More to the point, what in the world are the “best interests of the child”? Is it “better” for a child to have a tuna-fish sandwich or to eat at McDonald’s? Tuna is healthier. McDonald’s tastes better. Tuna’s cheaper. McDonald’s is more fun. Tuna saves on gas. McDonald’s gets everyone out of the house. Who’s going to value all these factors and decide what’s “best”? Whether it’s a trivial issue (such as lunch), or one far more important, this multiplicity of factors is involved in the thousands of decisions parents make each day. Add to the mix the impossibility of predicting how care today will impact any given child 10 years from now, and it’s clear that no one can determine what is “best.” The suggestion that anyone—judges, child psychologists, court-appointed evaluators, etc.—can do this is pure arrogance; arrogance for which there is not one shred of evidentiary support. In fact, it may well be that every custody decision made by these people has been the completely “wrong” one. … How would anyone ever know?
For those still insisting that the system itself isn’t the cause of the conflicts, consider the way courts treat parents of different religions. Most state laws prohibit judges and “experts” from becoming involved in religious controversies. As long as there is no harm to the child (and no trashing of the other parent’s views) both parents have the absolute and equal right to inculcate whatever religious beliefs they choose. Amazingly—with no incentive to fight; with no money riding on it, and with no possible religious “winner”—religious disputes between parents have become virtually unheard of in the family courts. Imagine, though, what would happen if a “best religious interests of the child” standard were implemented and “religion support money” were given to the parent whose religion was deemed “better” for that child. Does anyone doubt for a second that litigation over religion would skyrocket?
The most incredible aspect of all this is that the “experts” in this field continue to tout the system’s superiority with absolutely no reliable data demonstrating any efficacy whatsoever. Furthermore, they gloss over its undeniable harms. Worsening the bond between the two most important people in a child’s universe, wasting extraordinary amounts of money, and decimating a parent’s life are grievous injuries. Surely, there is an obligation to show a benefit in return. No one would allow a drug with such horrendous adverse effects to be put on the market without such proof. How has that been allowed in this arena?

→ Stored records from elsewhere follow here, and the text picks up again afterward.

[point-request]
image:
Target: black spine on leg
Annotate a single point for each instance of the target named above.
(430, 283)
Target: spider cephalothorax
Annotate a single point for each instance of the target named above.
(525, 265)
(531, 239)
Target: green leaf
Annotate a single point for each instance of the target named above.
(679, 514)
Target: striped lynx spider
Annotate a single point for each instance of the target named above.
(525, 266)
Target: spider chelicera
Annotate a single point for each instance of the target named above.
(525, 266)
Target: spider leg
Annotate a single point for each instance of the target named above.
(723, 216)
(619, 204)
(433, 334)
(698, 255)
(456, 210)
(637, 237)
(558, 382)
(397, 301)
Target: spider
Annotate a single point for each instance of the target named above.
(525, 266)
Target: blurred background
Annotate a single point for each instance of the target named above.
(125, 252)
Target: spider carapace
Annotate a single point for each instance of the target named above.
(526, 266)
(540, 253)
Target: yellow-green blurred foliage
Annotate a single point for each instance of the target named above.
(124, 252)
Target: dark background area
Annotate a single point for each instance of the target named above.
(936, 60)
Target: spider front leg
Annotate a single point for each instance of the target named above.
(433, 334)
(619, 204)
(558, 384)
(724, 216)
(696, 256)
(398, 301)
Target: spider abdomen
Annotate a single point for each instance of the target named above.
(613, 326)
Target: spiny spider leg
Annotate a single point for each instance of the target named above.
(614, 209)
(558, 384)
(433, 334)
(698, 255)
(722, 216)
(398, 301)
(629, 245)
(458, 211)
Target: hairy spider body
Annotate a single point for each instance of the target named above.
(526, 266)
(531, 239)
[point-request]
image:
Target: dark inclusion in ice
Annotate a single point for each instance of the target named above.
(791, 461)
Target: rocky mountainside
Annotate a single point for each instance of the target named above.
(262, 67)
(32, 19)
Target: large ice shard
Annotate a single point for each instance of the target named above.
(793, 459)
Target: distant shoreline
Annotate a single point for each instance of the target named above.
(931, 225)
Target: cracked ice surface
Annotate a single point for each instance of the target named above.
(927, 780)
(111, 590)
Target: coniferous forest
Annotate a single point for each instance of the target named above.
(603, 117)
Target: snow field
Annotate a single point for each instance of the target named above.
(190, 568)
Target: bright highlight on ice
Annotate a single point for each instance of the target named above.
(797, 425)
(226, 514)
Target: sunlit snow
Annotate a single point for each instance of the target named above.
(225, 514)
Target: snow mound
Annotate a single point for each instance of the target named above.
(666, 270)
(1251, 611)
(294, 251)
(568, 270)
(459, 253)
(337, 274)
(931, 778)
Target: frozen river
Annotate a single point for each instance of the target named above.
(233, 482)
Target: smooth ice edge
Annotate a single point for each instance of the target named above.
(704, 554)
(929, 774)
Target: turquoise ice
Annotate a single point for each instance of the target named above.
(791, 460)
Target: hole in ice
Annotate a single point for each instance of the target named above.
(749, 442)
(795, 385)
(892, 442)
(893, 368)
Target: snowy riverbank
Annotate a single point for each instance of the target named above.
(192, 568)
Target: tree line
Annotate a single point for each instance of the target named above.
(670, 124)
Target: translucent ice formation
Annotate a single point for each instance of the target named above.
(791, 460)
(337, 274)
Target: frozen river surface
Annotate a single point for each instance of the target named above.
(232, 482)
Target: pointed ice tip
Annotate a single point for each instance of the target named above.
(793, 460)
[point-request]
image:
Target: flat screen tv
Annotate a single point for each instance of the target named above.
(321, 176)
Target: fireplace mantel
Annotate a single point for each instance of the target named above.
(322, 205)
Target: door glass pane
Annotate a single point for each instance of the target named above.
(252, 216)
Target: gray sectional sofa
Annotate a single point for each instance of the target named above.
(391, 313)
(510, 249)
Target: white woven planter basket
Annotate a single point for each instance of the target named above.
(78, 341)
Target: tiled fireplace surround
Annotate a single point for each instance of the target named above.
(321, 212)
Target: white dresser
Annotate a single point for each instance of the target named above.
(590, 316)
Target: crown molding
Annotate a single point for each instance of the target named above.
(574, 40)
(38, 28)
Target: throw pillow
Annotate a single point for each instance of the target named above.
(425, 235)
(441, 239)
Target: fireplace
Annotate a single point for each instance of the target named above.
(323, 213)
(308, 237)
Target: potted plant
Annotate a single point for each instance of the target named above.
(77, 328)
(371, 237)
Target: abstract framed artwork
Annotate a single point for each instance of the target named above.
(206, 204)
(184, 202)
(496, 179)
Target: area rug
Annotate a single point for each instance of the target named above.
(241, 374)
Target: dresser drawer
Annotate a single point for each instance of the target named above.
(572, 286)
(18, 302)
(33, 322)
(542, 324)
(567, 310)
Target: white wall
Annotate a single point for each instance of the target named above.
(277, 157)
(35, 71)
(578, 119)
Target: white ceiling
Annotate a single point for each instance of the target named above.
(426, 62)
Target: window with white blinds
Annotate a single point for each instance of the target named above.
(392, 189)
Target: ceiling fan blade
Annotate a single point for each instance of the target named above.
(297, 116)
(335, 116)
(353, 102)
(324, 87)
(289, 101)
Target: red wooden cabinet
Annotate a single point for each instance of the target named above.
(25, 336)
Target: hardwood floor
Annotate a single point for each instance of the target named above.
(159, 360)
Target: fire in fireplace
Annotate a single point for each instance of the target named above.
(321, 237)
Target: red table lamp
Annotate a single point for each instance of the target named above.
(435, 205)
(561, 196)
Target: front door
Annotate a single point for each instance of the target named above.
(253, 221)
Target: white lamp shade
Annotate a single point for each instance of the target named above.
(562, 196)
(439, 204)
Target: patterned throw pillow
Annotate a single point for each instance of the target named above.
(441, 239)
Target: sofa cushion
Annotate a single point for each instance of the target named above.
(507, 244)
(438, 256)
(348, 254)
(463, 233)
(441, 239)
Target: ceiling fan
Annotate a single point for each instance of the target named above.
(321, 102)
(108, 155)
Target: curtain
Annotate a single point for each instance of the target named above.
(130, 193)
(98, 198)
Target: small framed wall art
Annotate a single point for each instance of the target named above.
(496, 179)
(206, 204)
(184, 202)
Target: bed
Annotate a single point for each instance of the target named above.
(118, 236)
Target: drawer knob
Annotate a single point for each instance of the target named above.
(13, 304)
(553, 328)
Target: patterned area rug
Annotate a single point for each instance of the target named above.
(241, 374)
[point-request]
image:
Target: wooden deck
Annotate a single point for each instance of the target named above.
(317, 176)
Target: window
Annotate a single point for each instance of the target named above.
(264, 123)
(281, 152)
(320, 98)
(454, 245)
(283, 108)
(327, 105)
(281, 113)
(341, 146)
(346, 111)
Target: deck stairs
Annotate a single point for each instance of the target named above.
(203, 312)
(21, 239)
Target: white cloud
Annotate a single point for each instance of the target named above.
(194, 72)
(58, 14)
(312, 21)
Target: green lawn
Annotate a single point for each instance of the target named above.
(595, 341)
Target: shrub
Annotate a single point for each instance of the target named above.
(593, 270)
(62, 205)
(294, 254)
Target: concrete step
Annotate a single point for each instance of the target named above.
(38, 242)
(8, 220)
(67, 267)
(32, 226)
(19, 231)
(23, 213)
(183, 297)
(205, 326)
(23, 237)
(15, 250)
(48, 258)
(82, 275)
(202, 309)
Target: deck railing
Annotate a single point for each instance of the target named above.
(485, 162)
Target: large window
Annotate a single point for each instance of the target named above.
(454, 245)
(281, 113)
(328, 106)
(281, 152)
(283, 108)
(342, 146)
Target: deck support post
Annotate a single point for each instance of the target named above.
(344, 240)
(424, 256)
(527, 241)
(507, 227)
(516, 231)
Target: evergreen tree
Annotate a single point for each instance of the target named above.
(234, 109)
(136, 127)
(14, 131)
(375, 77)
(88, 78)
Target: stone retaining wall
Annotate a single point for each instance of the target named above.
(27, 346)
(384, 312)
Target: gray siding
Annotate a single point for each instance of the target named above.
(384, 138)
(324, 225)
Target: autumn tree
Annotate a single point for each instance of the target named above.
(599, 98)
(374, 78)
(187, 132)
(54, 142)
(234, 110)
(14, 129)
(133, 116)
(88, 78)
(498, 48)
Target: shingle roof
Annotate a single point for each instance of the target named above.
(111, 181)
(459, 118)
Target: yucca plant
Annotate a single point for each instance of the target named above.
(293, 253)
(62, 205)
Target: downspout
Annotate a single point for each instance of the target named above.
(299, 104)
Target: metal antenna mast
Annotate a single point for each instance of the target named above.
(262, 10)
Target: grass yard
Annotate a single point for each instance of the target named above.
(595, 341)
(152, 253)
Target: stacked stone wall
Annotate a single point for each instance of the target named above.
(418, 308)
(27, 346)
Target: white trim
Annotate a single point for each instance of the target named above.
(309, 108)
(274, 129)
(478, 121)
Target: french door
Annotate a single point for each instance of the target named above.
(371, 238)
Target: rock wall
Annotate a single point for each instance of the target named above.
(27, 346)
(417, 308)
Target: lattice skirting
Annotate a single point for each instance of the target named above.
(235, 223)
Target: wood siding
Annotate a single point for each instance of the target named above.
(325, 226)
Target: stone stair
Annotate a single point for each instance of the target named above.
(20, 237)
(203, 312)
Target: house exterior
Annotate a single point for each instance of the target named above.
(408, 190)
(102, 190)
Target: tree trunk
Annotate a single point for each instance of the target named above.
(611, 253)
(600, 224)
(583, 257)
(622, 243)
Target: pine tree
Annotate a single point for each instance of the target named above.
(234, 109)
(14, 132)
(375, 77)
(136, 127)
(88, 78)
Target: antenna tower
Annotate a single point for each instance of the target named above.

All parents—absent a finding of true harm—should have an absolute right to 50 percent custody of their children. Such a system—stripped of incentives to battle for more—would largely eliminate the harms just noted. Sure, there will be some inconvenience to the children. But children are inconvenienced all the time in intact families, and they survive just fine without the State butting in. Some kids have to get up early to milk the cows. Some have to bicycle miles to high school. Some are put in daycare. We don’t make huge issues of those “difficulties” when the parents are together … why should we do so when the parents are apart? Life comes with good and bad times—that’s part of growing up. Most parents—treated fairly, and left with the equality the Constitution mandates—will always be far more capable of, and dedicated to, ensuring what’s “best” for their children than any combination of judges, attorneys, and “experts.” Until real evidence is provided that the benefits of the current approach outweigh its costs, we should simply value the diversity of parenting styles, respect parental rights, and stop causing conflict.